Macron’s controversial pension reform, first implemented in 2023, sought to raise the retirement age from 62 to 64, provided that workers had contributed for at least 43 years. The measure triggered months of nationwide protests and strikes, becoming one of the most divisive political issues in Macron’s presidency.

By delaying the reform, Lecornu aims to ease tensions both in Parliament and on the streets. Left-wing parties have welcomed the suspension as a “step in the right direction”, though they warned that they may still propose a no-confidence motion if the government fails to renegotiate the reform’s structure. Meanwhile, right-wing and far-right parties have criticized the move as a political maneuver meant to “buy time” and protect the centrist government.

Lecornu revealed that delaying the reform will cost the French state €400 million in 2026 and €1.8 billion in 2027, adding that the losses would be offset through “alternative fiscal measures” without invoking emergency constitutional powers for budget approval.
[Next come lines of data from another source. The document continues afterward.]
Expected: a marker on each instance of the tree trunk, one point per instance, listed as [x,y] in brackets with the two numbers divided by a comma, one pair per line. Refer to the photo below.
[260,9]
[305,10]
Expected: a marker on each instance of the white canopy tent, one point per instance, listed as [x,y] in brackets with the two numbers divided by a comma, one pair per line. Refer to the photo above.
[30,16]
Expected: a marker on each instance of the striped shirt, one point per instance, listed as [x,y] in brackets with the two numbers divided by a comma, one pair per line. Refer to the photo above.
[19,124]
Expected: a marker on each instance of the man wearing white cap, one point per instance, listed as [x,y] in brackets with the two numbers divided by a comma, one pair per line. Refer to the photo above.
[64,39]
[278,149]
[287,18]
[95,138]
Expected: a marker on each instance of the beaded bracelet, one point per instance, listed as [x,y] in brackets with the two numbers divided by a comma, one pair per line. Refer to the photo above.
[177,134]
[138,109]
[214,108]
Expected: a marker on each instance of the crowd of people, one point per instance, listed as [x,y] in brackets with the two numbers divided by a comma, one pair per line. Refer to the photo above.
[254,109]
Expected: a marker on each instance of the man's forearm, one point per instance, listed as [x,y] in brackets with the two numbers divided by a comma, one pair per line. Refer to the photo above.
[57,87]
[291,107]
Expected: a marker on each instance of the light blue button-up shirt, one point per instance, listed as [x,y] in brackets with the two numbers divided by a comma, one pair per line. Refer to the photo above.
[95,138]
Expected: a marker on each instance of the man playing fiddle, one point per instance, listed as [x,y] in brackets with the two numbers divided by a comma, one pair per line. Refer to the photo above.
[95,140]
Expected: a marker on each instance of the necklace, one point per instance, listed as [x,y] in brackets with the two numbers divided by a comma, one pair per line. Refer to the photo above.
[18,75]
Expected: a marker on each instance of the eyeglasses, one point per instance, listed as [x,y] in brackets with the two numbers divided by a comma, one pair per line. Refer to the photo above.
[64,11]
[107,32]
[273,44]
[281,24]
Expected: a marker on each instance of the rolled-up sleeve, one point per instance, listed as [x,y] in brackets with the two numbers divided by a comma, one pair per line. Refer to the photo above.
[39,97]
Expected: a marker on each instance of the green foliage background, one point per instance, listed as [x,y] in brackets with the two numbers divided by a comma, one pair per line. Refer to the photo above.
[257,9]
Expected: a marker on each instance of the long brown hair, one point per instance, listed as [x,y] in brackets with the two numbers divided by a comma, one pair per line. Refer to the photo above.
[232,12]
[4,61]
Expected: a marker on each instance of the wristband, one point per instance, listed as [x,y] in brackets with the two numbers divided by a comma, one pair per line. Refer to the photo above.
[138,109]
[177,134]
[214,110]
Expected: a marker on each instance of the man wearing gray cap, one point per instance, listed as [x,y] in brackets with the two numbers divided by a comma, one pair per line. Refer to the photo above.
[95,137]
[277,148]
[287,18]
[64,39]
Analysts describe the suspension as a political compromise, not merely a financial adjustment. Macron’s government, already under pressure from social unrest and declining approval ratings, is trying to maintain credibility while avoiding economic instability.

Several trade unions and left-leaning organizations have hailed the suspension as a victory for public pressure, saying it proves that “citizens’ voices still matter.” However, many remain cautious, calling for a complete rollback of the reform rather than just a delay. Right-wing groups, on the other hand, accused Lecornu of “weakness” and warned that the suspension could worsen France’s long-term fiscal challenges.

As France faces political polarization, rising living costs, and voter frustration, Lecornu’s announcement marks a delicate balancing act — an attempt to restore calm without abandoning Macron’s long-term economic vision. Observers believe the move could redefine France’s political landscape ahead of the 2027 presidential race, shaping both Macron’s legacy and the future of his centrist coalition.